Jamal Khashoggi: Das letzte Opfer des Arabischen Frühlings?

Jamal Khashoggi: Das letzte Opfer des Arabischen Frühlings?
Quelle: Alfagih, ar.wikipedia, GFDL

„Prosaudische Stimmen wehren sich gegen die Anschuldigung, der bekannte Journalist und ehemalige Insider Jamal Khashoggi sei im saudischen Konsulat in Istanbul ermordet worden. Die von den Mainstreammedien aufgegriffenen Informationen seien manipuliert worden oder beruhten auf unzuverlässigen Quellen. Westliche Journalisten, die zum Teil über Einfluss über die Medien hinaus verfügen, haben Washington unterdessen gedrängt, mehr zu unternehmen, um den vermissten Journalisten ausfindig zu machen. Der türkische Präsident Recep Tayyip Erdogan hat erklärt, er folge den Ermittlungen aufmerksam und werde die Welt benachrichtigen, sobald es Neuigkeiten gebe. Bei der Affäre geht es um weit mehr als das tragische Schicksal eines vermissten Journalisten, der einst ein Berater der saudischen Führung und bahnbrechender Kommentator im Nahen Osten war. Zwei der wichtigsten Staaten und Wirtschaftsmächte in der Region, Saudi-Arabien und die Türkei, sind sich seit einigen Jahren über ihr politisches Vorgehen in der Region uneins und diese Affäre könnte die Meinungsverschiedenheiten zwischen ihnen weiter vertiefen. (…)

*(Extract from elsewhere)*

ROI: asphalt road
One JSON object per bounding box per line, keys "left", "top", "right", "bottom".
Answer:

Das Königreich befindet sich im Erklärungszwang, seit der Verdacht, es sei etwas Unlauteres vorgefallen, am 3. Oktober laut wurde. Am Wochenende tauchten Meldungen auf, denen zufolge die Polizei annehme, der Journalist sei getötet worden. Dagegen behauptete der saudische Fernsehsender Al-Arabiya, diese Anschuldigungen seien von Katar und der Muslimbruderschaft in die Welt gesetzt worden. In einem am Montag veröffentlichten Bericht hieß es, dass ‚eine in London ansässige, mit der Muslimbruderschaft affiliierte  Nachrichtenwebseite behauptet, Khashoggi sei im saudischen Konsulat gefoltert worden’. Es wurden Screenshots präsentiert, die anzeigten, dass der katarische Sender Al-Jazeera einen Tweet mit dieser reißerischen Behauptung gelöscht hatte. Der englischsprachige Dienst von Al-Jazeera habe zudem seine Überschrift verändert. Aus: ‚Die Türkei behandelt Khashoggis Verschwinden als Mordfall‘ sei : ‚Türkischer Präsident äußert sich zu Khashoggis Verschwinden: Bestürzend, dass dies in der Türkei geschieht‘ geworden. Im Zwischentitel habe es geheißen, man sei ‚hoffnungsvoll‘, dass der Journalist noch lebe. Wenn man noch hoffe, dass er am Leben sei, wie könne es sich dann um einen Mordfall handeln? (…) Der Widerspruch, dass man zugleich hoffe, dass Khashoggi noch lebe, und dennoch behaupte, er sei getötet worden, finde sich auch in westlichen Berichten über den Vorgang. Westliche Medien hätten zunächst berichtet, die türkische Polizei gehe davon aus, der Journalist sei getötet worden, doch dann schienen Bemerkungen aus Ankara darauf hinzudeuten, dass man sich dessen nicht so sicher sei. Bis Montag hätten die angeblich vorhandenen Videos und anderen Belege keine weiteren Beweise erbracht. (…)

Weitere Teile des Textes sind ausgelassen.